Valentine’s Day is only a few days away, and a friend who knows I write a weekly puzzle blog asked if I’d be penning anything in particular for the blog regarding the holiday.
I replied that I was working on a post about puzzly ideas for Valentine’s Day gifts and experiences, similar to the post I did last year. And he laughed at the very idea of puzzle romance, the poor fool.
“Sir, how dare you doubt the power of puzzles to sway the heart of someone special!” I bellowed back, caught up in the moment.
I mean, seriously. Does this guy not realize that we’ve featured several wonderful stories of puzzle romance in this blog alone?
You can get the full story here, but in short, a puzzler in love reached out to PDP for their assistance in hiding his proposal within one of his girlfriend’s favorite puzzles, Escalators. They even did a small print run just for him to camouflage the proposal in a puzzle book!
It was a marvelous team effort, brilliantly executed…oh, and she said yes.
Plus there’s this terrific story about a friend of mine who composed some cryptic-crossword-style clues as part of a gift for his longtime girlfriend. When she solved all of the clues, they spelled out the message “Truly happy being yours.”

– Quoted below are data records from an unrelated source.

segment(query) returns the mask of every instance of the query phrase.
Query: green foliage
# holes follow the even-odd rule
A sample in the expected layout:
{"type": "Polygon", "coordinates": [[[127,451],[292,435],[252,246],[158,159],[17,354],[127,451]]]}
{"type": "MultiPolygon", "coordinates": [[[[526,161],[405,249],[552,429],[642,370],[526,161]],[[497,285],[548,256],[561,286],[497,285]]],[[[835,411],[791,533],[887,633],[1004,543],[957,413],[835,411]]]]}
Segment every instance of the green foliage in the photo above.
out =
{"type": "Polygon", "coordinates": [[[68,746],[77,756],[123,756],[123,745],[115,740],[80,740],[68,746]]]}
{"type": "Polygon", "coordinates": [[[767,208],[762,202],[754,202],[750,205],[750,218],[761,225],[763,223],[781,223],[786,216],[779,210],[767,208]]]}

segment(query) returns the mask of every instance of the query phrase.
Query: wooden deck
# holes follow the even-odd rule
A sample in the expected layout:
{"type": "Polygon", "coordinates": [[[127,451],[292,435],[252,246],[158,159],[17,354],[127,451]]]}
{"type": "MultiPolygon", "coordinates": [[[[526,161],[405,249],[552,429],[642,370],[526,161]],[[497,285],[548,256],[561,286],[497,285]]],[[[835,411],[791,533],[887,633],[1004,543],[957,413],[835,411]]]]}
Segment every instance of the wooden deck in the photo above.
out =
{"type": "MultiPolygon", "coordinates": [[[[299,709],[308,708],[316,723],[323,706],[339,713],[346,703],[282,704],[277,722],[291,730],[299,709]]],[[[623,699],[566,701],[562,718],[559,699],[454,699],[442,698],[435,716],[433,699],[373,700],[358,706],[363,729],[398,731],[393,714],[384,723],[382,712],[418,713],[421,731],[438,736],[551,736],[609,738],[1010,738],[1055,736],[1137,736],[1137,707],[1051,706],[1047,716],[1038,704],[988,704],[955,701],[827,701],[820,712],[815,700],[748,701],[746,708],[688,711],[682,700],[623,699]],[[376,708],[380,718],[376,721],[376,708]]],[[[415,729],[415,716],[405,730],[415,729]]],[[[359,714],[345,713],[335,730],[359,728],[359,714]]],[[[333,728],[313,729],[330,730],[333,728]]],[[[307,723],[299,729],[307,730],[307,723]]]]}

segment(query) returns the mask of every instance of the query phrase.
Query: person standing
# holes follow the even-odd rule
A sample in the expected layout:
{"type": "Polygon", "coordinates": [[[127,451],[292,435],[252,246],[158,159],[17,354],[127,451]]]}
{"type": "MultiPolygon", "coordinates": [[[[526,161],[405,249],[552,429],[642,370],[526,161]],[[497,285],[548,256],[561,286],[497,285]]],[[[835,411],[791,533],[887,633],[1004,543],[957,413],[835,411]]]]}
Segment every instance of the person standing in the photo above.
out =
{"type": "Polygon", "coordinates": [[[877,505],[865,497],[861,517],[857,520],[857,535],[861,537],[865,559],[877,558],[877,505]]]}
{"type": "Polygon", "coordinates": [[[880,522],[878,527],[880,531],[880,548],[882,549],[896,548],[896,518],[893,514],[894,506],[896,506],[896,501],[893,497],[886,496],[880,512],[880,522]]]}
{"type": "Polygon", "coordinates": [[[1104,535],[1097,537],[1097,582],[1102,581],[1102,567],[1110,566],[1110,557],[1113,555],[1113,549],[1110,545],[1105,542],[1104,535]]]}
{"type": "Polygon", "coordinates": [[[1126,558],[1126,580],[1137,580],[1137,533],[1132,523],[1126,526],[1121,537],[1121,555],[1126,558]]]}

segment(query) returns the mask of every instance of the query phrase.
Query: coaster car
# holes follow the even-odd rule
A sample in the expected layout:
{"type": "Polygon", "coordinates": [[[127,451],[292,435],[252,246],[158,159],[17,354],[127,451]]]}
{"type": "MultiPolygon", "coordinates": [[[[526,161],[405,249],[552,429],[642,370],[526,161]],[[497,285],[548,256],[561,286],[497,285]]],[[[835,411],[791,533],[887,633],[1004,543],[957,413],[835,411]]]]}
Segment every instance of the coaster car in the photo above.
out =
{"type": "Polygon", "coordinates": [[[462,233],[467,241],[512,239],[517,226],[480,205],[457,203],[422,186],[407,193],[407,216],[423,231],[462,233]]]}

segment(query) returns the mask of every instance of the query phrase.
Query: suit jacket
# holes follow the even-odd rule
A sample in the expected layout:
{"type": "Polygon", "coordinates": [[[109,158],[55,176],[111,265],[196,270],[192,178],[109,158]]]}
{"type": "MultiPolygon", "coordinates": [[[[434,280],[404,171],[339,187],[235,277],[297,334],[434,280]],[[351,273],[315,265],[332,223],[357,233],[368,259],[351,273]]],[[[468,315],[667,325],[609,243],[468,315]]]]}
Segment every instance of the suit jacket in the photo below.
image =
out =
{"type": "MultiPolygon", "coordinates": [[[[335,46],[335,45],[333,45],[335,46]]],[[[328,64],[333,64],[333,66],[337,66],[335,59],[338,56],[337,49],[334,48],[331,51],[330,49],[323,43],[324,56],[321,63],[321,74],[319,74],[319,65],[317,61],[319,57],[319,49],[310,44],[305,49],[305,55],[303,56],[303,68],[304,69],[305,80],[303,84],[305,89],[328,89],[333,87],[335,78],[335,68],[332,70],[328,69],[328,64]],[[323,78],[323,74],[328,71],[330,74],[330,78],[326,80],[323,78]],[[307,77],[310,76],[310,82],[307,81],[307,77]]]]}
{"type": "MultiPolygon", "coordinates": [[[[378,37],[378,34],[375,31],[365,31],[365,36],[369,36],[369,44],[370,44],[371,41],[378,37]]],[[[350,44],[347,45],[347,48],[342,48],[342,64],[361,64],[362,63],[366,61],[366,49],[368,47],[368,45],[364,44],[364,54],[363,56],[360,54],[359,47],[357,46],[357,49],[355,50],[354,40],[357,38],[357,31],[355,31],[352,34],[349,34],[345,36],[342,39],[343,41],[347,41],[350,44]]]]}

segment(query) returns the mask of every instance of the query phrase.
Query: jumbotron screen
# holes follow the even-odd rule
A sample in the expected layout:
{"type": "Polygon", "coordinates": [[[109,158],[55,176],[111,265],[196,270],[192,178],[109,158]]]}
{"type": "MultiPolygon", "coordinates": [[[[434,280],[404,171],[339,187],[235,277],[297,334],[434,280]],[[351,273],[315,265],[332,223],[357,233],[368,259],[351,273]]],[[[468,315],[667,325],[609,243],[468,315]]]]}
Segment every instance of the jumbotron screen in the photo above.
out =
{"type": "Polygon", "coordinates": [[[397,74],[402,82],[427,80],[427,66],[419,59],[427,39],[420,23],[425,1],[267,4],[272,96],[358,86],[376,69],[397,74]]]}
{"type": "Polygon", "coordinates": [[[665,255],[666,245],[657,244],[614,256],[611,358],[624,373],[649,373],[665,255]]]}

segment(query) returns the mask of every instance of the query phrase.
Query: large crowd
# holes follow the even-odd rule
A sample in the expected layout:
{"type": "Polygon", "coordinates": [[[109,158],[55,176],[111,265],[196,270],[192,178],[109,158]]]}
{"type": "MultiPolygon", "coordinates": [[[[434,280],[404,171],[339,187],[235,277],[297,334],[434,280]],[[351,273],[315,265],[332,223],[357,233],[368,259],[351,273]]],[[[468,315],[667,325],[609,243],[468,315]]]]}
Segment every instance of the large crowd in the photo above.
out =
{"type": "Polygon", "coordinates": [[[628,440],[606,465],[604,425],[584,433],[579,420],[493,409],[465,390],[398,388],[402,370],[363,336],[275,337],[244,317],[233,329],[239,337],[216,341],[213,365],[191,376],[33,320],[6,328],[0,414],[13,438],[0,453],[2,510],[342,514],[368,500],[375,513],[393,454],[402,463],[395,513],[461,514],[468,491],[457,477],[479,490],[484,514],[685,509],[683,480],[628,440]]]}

There are all sorts of thoughtful and romantic puzzle ideas out there, from a relationship scavenger hunt like the one from Parks and Recreation to this video of a Rubik’s Cube-themed proposal at a speed-solving event:
With a little ingenuity — and maybe some puzzly friends — you can create a unique and wonderful experience for someone you love. Puzzle romance is real, my friends. Just look at this happy couple, united by their mutual love of puzzles:
I wanted to close this post out with a little something for all the puzzlers and PuzzleNationers out there. And with Valentine’s Day coming up, it seemed appropriate to whip up a Matchmaker puzzle for you to solve. Enjoy!
Fill in the missing first letter of each word in the column on the left. Next, look for a related word in the group at the right and put it in the blank in the second column. When the puzzle is completed, read the first letters of both columns in order, from top to bottom, to reveal a romantic song lyric.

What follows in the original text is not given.